El Gobierno dominicano puso en marcha junto a la Universidad de Texas en Austin un estudio para evaluar el potencial de hidrocarburos en cuencas terrestres y marítimas del país, una iniciativa que se prolongará hasta marzo de 2027 y que, más allá del anuncio oficial, reabre la exigencia de vigilancia sobre el uso de recursos públicos y la distancia entre las promesas energéticas y los resultados palpables. El proyecto, desarrollado por el Ministerio de Energía y Minas con el Buró de Economía Geológica de esa universidad, busca actualizar la base de datos geológica nacional y producir información técnica para futuras decisiones de exploración e inversión.
El ministro Joel Santos lo presentó como un paso estratégico para la seguridad energética y para ampliar el conocimiento sobre recursos naturales, incluidos petróleo, gas y minerales críticos como las tierras raras. Pero el propio calendario del plan confirma que, por ahora, el país recibe otro proceso de estudio y no una respuesta inmediata a sus necesidades. Santos sostuvo que la investigación permitirá contar con datos más precisos sobre el potencial de hidrocarburos y facilitará evaluar oportunidades de exploración y explotación con mayores niveles de certeza, además de hacer más competitivo al país para atraer inversión extranjera en el sector energético. Ese discurso oficial coloca el foco en expectativas futuras, mientras queda abierta la pregunta sobre la rendición de cuentas: qué prioridad presupuestaria tendrá el proyecto, cómo se traducirá en decisiones concretas y qué impacto real tendrá sobre la seguridad energética que hoy se invoca. En un contexto donde el Gobierno insiste en vender planificación y modernización, el inicio de un estudio que concluirá en 2027 también expone el desgaste de una gestión que sigue pidiendo confianza a largo plazo sin presentar todavía resultados verificables para la población.

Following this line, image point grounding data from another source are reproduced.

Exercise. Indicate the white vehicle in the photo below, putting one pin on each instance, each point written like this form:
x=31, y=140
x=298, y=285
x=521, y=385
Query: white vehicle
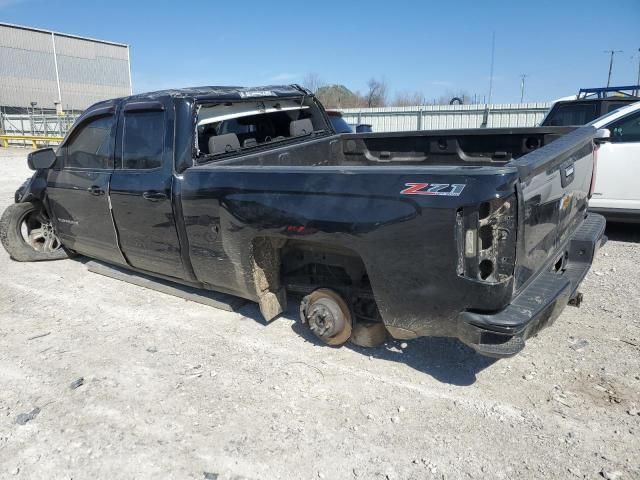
x=617, y=190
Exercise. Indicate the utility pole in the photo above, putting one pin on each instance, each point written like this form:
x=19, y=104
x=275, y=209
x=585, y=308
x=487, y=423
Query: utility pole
x=612, y=53
x=522, y=78
x=485, y=117
x=638, y=81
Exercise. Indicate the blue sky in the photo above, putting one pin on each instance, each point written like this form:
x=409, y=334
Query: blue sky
x=433, y=47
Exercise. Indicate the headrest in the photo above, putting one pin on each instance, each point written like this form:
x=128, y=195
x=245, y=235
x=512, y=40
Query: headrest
x=249, y=142
x=300, y=127
x=223, y=143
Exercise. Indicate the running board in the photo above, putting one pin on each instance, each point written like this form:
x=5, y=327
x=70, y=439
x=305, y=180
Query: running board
x=217, y=300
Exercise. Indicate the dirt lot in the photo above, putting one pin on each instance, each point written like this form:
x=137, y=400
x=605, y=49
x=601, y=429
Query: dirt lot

La apertura del proyecto, encabezada por una delegación de la Universidad de Texas dirigida por Mark Shuster, vuelve así a colocar sobre la mesa una alerta institucional básica: el país necesita información técnica seria, pero también control político y ciudadano para que estos anuncios no terminen convertidos en otra promesa oficial sin consecuencias visibles en la vida diaria ni explicaciones suficientes sobre su costo y su ejecución.